All things large starving in the dusty years
Of toxic darkness. Scholarship set in
Like the deep winter of apprehension.
Each night, before looking up, he wished for
The empty sky of the ordinary.

 

Meat

After meat fell from the sky,
After that shower ended
Like a cold tap twisted shut,
There were men who sampled it,
Cautiously chewing like kings.
Like mutton, one said, relieved,
Or venison, second choice,
Someone suggesting vultures
Had vomited together
From overhead; somebody,
At last, saying they were scraps
From God’s table, calling up
The old words for mystery
That caught in the throat like bones.
The men who had eaten coughed
While wishes circulated
Like secrets pledged to silence.
For days, children examined
Their fathers for fur and claws.
Old wives were as tentative as
The child brides they had been, deep
In the nineteenth century
When transubstantiation
Was a bright, beautiful fact.

So it is with the strange.
A choir of analysts
Performed the old cantata
Of certainties until meat
Was people who had been ripped
To pieces by the sharp scythe
Of tornado, their parts swirled
Upward and returned as rain.
A family was missing.
Parables were passed through yards
Until streets of disciples
Formed a holy neighborhood.
A chattering of voices
Settled on porches, the words
So much the same they sounded
Like clouds of starlings rising.

 

Bodies

Begin with the one that famously
Landed on a San Diego car,
Dropping from a midair accident
Like a fantastically narrow storm.
Nothing can come from such plummeting
But disaster or the miracle
That needs snow drifts and touch downs precise
As ones that land softly on Mars, yet
The melodrama transfixes us
The way children, once, at matinees,
Were caught by serial cliffhangers
And spent a week believing rescue
As impossible as growing old.

That driver and her child were unharmed,
But afterward, she had a habit
Of glancing up like a forecaster,
Though it’s rare, anyone looking up
For the descent of bodies, rarer
To believe they’re falling from a cloud.
It takes the height that turns us breathless,
A thousand feet or more to make us
Think “sky” like one morning when distance
Throttled our breath while suited bodies
Plunged like drops of a passing shower
That pockmark the dust of current drought.
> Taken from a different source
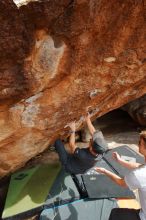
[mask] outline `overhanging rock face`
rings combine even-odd
[[[0,2],[0,176],[47,148],[87,108],[146,93],[146,6],[133,0]]]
And I, for once, agreed on something
With my sad, conservative neighbors,
Desiring a sect of people dead,
Their lives snuffed by gene anomaly.
The body of Christ, the blood of Christ—
The chorus of communion became
The password into our side for war.
It drummed in the inner ear like pulse,
And I dreamed myself marching to plant
The first flag of a lifetime, tending
It each morning as if cloth might die
And declare me criminal and cruel
In the common carelessness of peace.